If there was not quite the same personal flavor as yet in Justin’s relation to the business which had seemed so inspiringly his own, there was a larger relation to greater interests, a wider field, a greater sense of security, and a sense of justice in the change; he felt that he had much to learn. There was something in him that could not profit where other men profited—that could not take advantage when that advantage meant loss to another. He was not great enough alone to reconcile the narrowing factors of trade with that warring law within him. The stumbling of Cater would have been another stumbling-block if it had not been that one; that for which Leverich, with Martin always behind him, had chosen Justin first had been the very thing that had fought against them.
He held out his arm unconsciously as Lois stole into the room
The summer was far spent. Justin had been working hard. It was long after midnight. Lois slept, but Justin could not; he rose and went into the adjoining room, and sat down by the open window. The night had been very close, but now a faint breath stirred from somewhere out of the darkness. It was just before the dawn—Justin looked out into a gloom in which the darkness of trees wavered uncertainly and brought with it a vague remembrance. He had done all this before. When? Suddenly he recollected the night he had sat at this same window, at the beginning of this terrible journey, and his thoughts and feelings then; his deep loneliness of soul, the prevision of the pain even of fulfillment—an endless, endless arid waste, with the welling forth of that black spirit of evil in his own nature as the only vital thing to bear him secret company—a moment that was wolfish to his better nature. Almost with the remembrance came the same mood, but only as reflected in the surface of his saner nature, not arising from it.

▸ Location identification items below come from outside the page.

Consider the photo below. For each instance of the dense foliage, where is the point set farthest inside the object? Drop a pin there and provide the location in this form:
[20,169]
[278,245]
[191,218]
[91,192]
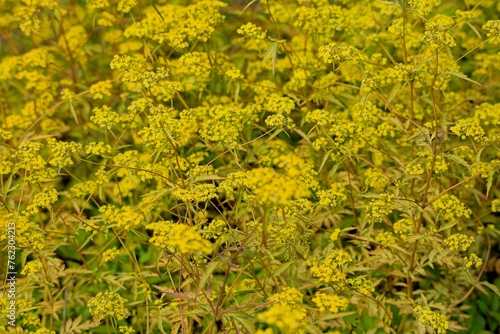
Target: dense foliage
[291,166]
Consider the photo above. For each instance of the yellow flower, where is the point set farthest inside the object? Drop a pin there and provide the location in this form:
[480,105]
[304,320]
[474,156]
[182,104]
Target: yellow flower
[330,303]
[432,319]
[100,89]
[107,304]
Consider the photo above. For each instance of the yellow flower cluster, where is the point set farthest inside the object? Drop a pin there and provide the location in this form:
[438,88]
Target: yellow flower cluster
[492,29]
[104,117]
[265,181]
[197,193]
[473,260]
[98,148]
[107,304]
[436,32]
[215,229]
[336,53]
[333,196]
[330,303]
[335,234]
[495,205]
[403,228]
[250,30]
[100,89]
[415,169]
[45,199]
[377,209]
[280,121]
[385,238]
[110,254]
[375,179]
[361,285]
[294,322]
[31,268]
[450,207]
[61,152]
[424,7]
[432,319]
[459,242]
[279,104]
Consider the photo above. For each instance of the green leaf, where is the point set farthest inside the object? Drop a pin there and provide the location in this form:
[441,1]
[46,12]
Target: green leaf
[246,7]
[489,183]
[492,287]
[462,76]
[208,271]
[271,53]
[73,112]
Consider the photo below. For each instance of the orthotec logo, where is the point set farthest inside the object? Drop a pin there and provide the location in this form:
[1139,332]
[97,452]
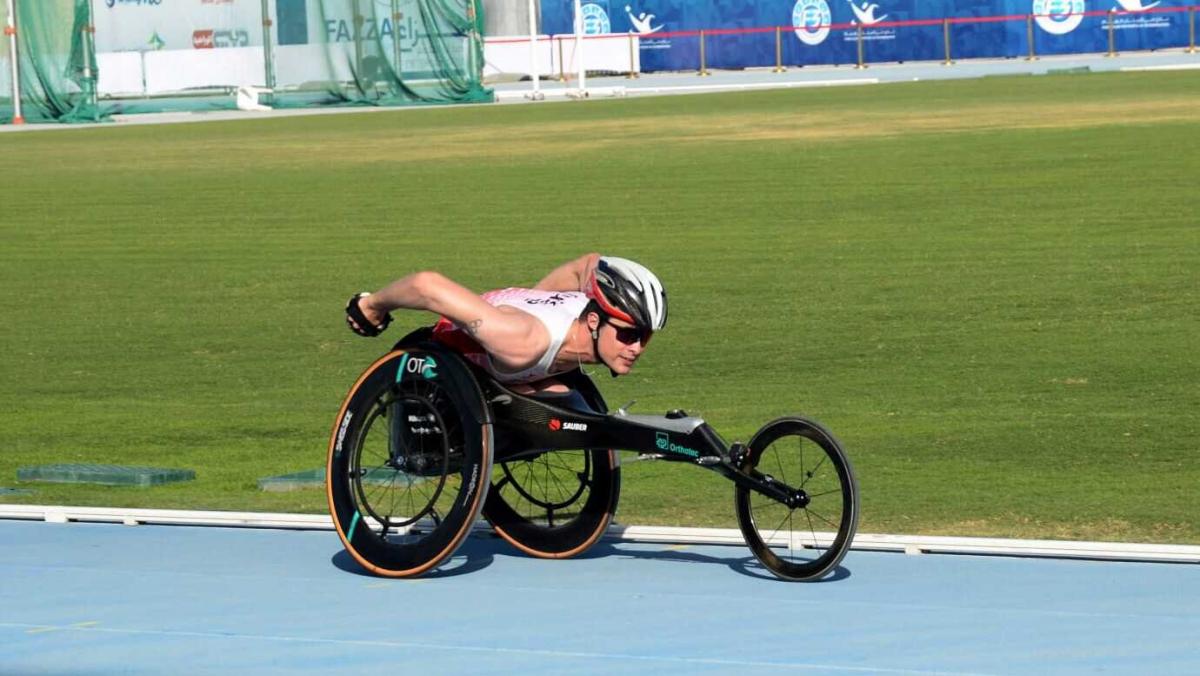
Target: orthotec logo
[1134,5]
[642,22]
[811,19]
[1059,17]
[865,12]
[595,19]
[664,443]
[425,366]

As he gazed, wrapped in self-communing, on the vague formlessness of the night, it began gradually to dissolve mysteriously, and the outlines of the trees and the surrounding objects melted into view; a bird sang from somewhere near by, a heavenly, clear, full-throated call that brought a shaft of light from across the world, broadening, as the eye leaped to it, into a great and spreading glory of flame.
It had rained just before; the drops still hung on bush and tree, and as the dazzling radiance of the sun touched them every drop also radiated light, prismatic and scintillating—an almost audibly tinkling joy. So indescribably wonderful and beautiful, yet so tender, seemed this scene—as of a mighty light informing the least atom of our tearful human existence—that the profoundest depths of Justin’s nature opened to the illumination.